The Journal of San Diego History
SAN DIEGO HISTORICAL SOCIETY QUARTERLY
October 1963, Volume 9, Number 4
Jerry MacMullen, Editor
By Marion Beckler
A sign on Highway 78, by the Borrego turnoff, points to “Yaqui Well”. It is a monument to pioneering days but its story is not there for the public to see. The Anza-Borrego State Park authorities have curbed and covered it to preserve it, but they have put up no information on it. Here is the story as it was told to me by the grandson of the man who built it:
A hundred years ago, while Arizona Territory was being settled and Army posts were maintained to protect the settlements from Apaches, there was one supply line that kept both the people and the Army alive; that was the mule freighter business of W. H. Ball.
From 1857 to 1884 Ball Freighters traveled from San Bernardino into Arizona, carrying food supplies, merchandise, and tools, all that was needed by the struggling towns of Phoenix, Prescott, Wickenburg and Army posts. The east and west had been connected by the railroad, but that railroad was to the north, cut off by such rugged country as the Grand Canyon, and in 1884 a railroad was put through that served Arizona. Then Ball’s indestructible freight wagons were used in Death Valley, hauling borax. They can still be seen there.
The stage coaches of that period have been glamorized in western fiction. Their dash through the desert, combating highwaymen and hostile Indians, makes fascinating history. But the mule-freighters get no attention. Their mile-long line of wagons, moving along in their own dust, lack glamor. Yet for thirty years they meant survival to those remote communities whose nearest neighbors were the Apaches.
Apaches never molested Balls’ Freighters, not while thirty to forty tough mule-skinners drove with rifles ready. Immigrant wagons often traveled along with them for protection. The freighters took their own pace, stopping wherever night overtook them. They made their own roads, following wherever possible, the flat country.
Ball had three routes. The northern road took him across the Colorado at Needles. By the southern route, Ball followed the stage road as far as Warner’s, then on up to Montezuma Valley and down the Grape Vine. And here, in the wash, Ball found water.
This is the way the late Elmer Ball, grandson of W. H. Ball, for many years a resident of Escondido Valley, tells the story:
“The Old Man found the water at the foot of the Grape Vine, but it wasn’t much good – muddy and hard to get out. So he left two Yaquis there. He told ’em how to fix the well. He said he’d pick em up on his next trip.
“Indians respected the Old Man. He always did what he said he would.
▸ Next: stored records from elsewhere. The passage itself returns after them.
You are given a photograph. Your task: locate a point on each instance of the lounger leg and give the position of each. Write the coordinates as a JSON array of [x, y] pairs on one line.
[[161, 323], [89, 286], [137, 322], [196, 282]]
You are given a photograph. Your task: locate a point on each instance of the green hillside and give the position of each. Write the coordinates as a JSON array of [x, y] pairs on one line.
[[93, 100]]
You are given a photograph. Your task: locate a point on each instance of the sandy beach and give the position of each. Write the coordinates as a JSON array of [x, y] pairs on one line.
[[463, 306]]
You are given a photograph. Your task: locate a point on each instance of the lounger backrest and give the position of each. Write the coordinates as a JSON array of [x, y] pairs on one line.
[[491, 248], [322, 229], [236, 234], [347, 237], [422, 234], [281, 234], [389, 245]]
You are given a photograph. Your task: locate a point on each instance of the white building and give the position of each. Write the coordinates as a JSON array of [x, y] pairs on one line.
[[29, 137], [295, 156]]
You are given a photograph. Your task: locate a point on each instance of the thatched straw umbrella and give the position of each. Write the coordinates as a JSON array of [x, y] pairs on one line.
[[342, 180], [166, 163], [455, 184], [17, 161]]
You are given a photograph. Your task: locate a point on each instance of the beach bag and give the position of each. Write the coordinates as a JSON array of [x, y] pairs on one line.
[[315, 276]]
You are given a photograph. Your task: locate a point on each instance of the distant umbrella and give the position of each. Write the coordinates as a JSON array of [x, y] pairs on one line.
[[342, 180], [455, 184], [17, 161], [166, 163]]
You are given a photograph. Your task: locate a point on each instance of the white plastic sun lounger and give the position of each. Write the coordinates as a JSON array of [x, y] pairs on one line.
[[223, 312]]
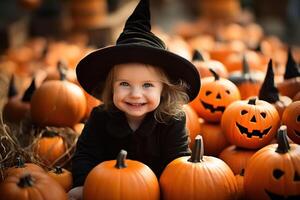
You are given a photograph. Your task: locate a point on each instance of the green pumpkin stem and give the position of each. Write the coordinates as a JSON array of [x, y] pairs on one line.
[[198, 151], [283, 144], [121, 159], [252, 101], [58, 170], [216, 76], [26, 181]]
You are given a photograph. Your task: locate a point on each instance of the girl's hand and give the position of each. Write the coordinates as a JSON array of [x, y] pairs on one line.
[[75, 193]]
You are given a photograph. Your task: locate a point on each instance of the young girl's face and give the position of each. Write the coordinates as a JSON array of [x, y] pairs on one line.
[[137, 89]]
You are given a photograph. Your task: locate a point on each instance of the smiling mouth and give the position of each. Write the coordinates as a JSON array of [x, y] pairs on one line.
[[256, 133], [274, 196], [211, 108]]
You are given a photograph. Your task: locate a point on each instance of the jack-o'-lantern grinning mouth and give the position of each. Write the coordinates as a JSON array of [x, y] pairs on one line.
[[211, 108], [257, 133], [274, 196]]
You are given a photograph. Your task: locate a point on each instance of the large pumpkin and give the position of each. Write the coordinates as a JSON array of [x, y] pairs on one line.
[[250, 123], [273, 172], [291, 118], [214, 96], [121, 180], [58, 103], [31, 185], [198, 177]]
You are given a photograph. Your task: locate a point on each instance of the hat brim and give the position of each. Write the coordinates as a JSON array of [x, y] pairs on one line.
[[92, 70]]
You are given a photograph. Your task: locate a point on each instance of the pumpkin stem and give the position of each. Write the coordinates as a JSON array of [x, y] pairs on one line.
[[283, 144], [12, 90], [252, 101], [216, 76], [62, 69], [58, 170], [121, 159], [197, 56], [29, 91], [198, 151], [26, 181], [20, 162]]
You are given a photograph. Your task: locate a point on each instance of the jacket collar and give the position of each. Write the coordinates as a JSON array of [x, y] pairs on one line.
[[117, 125]]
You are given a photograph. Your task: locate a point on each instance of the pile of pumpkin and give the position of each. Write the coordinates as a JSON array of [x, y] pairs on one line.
[[248, 101]]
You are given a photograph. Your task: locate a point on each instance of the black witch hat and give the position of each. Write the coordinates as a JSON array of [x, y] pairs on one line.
[[136, 44]]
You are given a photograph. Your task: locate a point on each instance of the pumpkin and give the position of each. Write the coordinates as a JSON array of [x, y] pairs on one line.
[[192, 123], [62, 176], [31, 185], [268, 92], [21, 166], [213, 138], [18, 107], [58, 103], [250, 124], [248, 82], [203, 66], [291, 118], [50, 147], [273, 172], [198, 177], [214, 96], [291, 83], [121, 180], [236, 158]]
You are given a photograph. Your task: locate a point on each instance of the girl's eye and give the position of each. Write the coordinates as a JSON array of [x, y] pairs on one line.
[[147, 85], [124, 84]]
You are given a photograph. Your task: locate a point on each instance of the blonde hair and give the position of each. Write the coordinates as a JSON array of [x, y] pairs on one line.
[[173, 96]]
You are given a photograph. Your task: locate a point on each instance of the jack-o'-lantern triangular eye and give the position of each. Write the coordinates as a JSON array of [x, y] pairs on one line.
[[277, 173], [296, 176], [243, 112], [207, 93]]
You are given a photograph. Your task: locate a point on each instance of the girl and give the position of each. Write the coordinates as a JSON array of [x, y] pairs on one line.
[[143, 87]]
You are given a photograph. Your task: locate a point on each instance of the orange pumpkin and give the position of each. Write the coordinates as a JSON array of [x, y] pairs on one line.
[[291, 118], [236, 158], [250, 124], [31, 185], [273, 171], [192, 122], [58, 103], [214, 96], [121, 180], [50, 147], [62, 176], [198, 177]]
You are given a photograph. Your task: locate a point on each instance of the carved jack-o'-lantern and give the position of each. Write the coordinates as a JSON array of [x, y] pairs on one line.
[[250, 124], [291, 118], [214, 96], [273, 172]]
On his next trip down from San Berdoo he found the well just as he had told ’em to fix it, a wooden curb four-foot square, and the well deepened so the water was sufficient. They drew it up in buckets….”
So now the water wasn’t “hard to get out”. All the mule-skinners had to do was draw it up in buckets till they had satisfied the thirst of a hundred or more mules, and then fill the supply barrels carried on the sides of each wagon in that mile-long train!
From Yaqui Well the mule-train would start out on that long drag over the desert, through burning sun, windstorm, or pleasant spring weather. Whatever the weather, they plodded ahead at mules’ pace, for this three to four months’ trek, with those vital supplies to the communities they served. They might return empty, or they might bring ore from the mines. There were no stations, no change of mules. The mules they started with made the entire trip; they stopped to make camp wherever night overtook them. These were hardy pioneers, who well deserve to be remembered.
So, also we can remember the two Yaquis who trusted “The Old Man” enough to work for him and dig the well so that there would be water for the start across the desert. The well was allimportant, and deserves its place in history. Maybe we can even see, in our imaginations, that mile-long cloud of dust, hear the rumble of heavy wagons and the crack of the bullwhip “like a pistol-shot”, as the life-line of Arizona pioneers moves steadily onward through the years when they were needed.